Maryline, gilet jaune dans le Gard, estime que les annonces faites par le Premier ministre mardi avec notamment le gel des hausses des taxes carburant pour six mois, ne sont pas suffisantes.

Des concessions qui ne satisfont pas totalement. Le gouvernement a pris mardi l'initiative d'un recul, avec la suspension de plusieurs mesures fiscales, pour tenter d'apaiser la crise des "gilets jaunes".

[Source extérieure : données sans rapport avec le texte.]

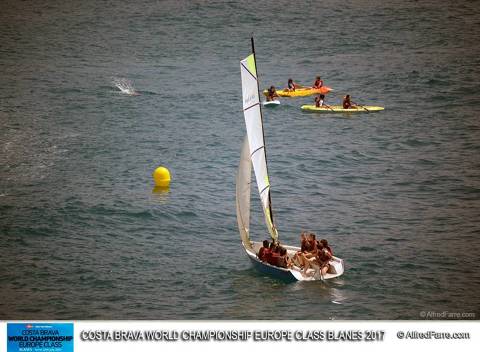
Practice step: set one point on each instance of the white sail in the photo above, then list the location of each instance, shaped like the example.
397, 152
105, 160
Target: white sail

L'exécutif défendra mercredi après-midi son plan de sortie de crise devant l'Assemblée nationale, au lendemain de ces annonces visant également à réduire le risque d'un nouveau week-end de violences.

Le plan comprend un moratoire de six mois sur la hausse de la taxe carbone, un gel des tarifs du gaz et de l'électricité cet hiver et aucun durcissement du contrôle technique automobile avant l'été. Des mesures qui vont coûter près de deux milliards d'euros.

"C’est de la poudre de perlimpinpin"

Sur le terrain, les "gilets jaunes" ne désarment pas. Si certains dépôts pétroliers, notamment en Bretagne, ont finalement été débloqués après plusieurs jours de barrages, la mobilisation, elle, est toujours forte. L'appel à "l'Acte 4", une nouvelle manifestation à Paris samedi 8 décembre, est maintenu.

Pour Maryline, gilet jaune dans le Gard intervenue dans Bourdin direct ce mercredi matin, les annonces ne suffisent pas.

"C’est de la poudre de perlimpimpin. Ces mesures qui ne vont pas aller dans le temps. On a l’habitude que le gouvernement nous donne quelque chose de la main droite et nous le reprenne de la main gauche."

Elle ne fait pas confiance au gouvernement et estime que le simple gel pour six mois ne conduira à aucune baisse effective. Mais ce qu'elle réclame en premier n'est pas cela: elle veut surtout une dissolution de l'Assemblée nationale.

"Ce n’est pas ce qu’on veut. On veut la dissolution de l’Assemblée nationale. Le remplacement de députés est très important car ils ne nous représentent absolument pas."

Et la contestation gagne désormais du terrain: en plus des lycéens, les acteurs du transport routier entament le bras de fer avec le gouvernement. Les fédérations CGT et FO du secteur ont appelé à la grève à partir de dimanche soir et pour une durée indéterminée afin de défendre le pouvoir d'achat, qualifiant de "miettes" les mesures annoncées mardi par le Premier ministre.